We are often taught not to think of ourselves more highly than we ought, but in doing so we can also err on the side of not taking our responsibilities seriously enough, lacking passion in what we do. Leaders can be tempted to limit their impact by not giving enough weight and significance to what they do. Too often we are reactive and base our worth off of how others respond to our leadership. If I have a child in school, I am not going to base my opinion of my child’s worth on what the teacher says about my child. I am going to base my opinion on what I say about my child, I who have loved and nurtured that child from before he was born. Similarly, if you are a leader or founder or initiator of anything worthwhile, you should not expect to find anyone more passionate, anyone who cares more than you do about what you are doing. If you believe it matters, it does matter. If you can convince others that it matters, you are a leader.

Anyone you find with more passion about a matter than you is someone you can learn from. Even if you take away knowledge and experience, passion will stick out like a sore thumb. Take a look at the definition of the Greek word, “pathos.” Aristotle asserts that this is one of the main elements to effective communication.

“[P]athos (Greek for ‘suffering’ or ‘experience’) is often associated with emotional appeal. But a better equivalent might be ‘appeal to the audience’s sympathies and imagination.’ An appeal to pathos causes an audience not just to respond emotionally but to identify with the writer’s point of view–to feel what the writer feels. In this sense, pathos evokes a meaning implicit in the verb ‘to suffer’–to feel pain imaginatively…. Perhaps the most common way of conveying a pathetic appeal is through narrative or story, which can turn the abstractions of logic into something palpable and present. The values, beliefs, and understandings of the writer are implicit in the story and conveyed imaginatively to the reader. Pathos thus refers to both the emotional and the imaginative impact of the message on an audience, the power with which the writer’s message moves the audience to decision or action.”
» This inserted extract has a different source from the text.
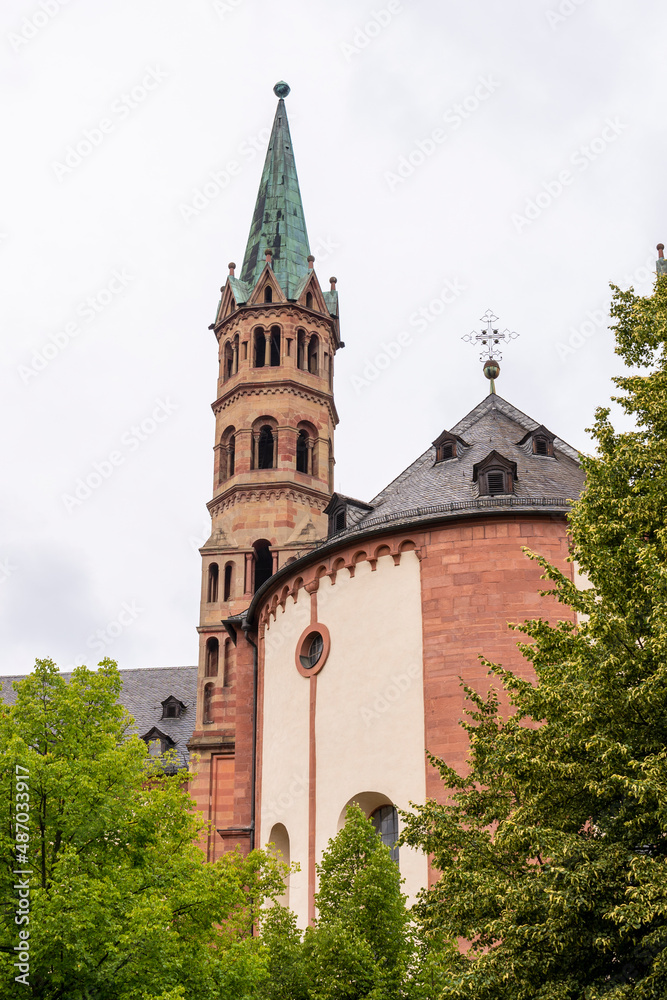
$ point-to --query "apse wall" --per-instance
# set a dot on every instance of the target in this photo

Did it strike you that when we are impassioned, we are making a “pathetic” appeal? This says to me that leaders are supposed to believe so much in what they do that they are willing to be seen as pathetic to those who don’t understand. I can imagine what people said of Howard Shultz in the early days, “Man, that guy thinks that the sun rises and sets on his coffee. Get a life!” Well, today he has a life, and a nice one at that.

I was teaching a children’s Sunday School class a number of years ago and, particularly if I was reading the Psalms, I would make a habit of reading the text aloud to the children with as much passion as I could muster. The children sat in rapt attention, though they probably lacked the vocabulary to understand all of what I said. It was my passion that came through, and they were going to sit up and take notice. If I didn’t treat that message as though it was the most important thing that they would ever hear, I wasn’t doing my job.

Today, we have all kinds of messages that compete for our attention. We have so much info, but passion remains a rare commodity. If you believe in what you do more than anyone around you and if you are not afraid to show it, you will find yourself leading many others including some who have surpassed your position. Follow your passion, fan it into flame and don’t be shy about igniting it in others. Your impact will be as significant as you believe it can be.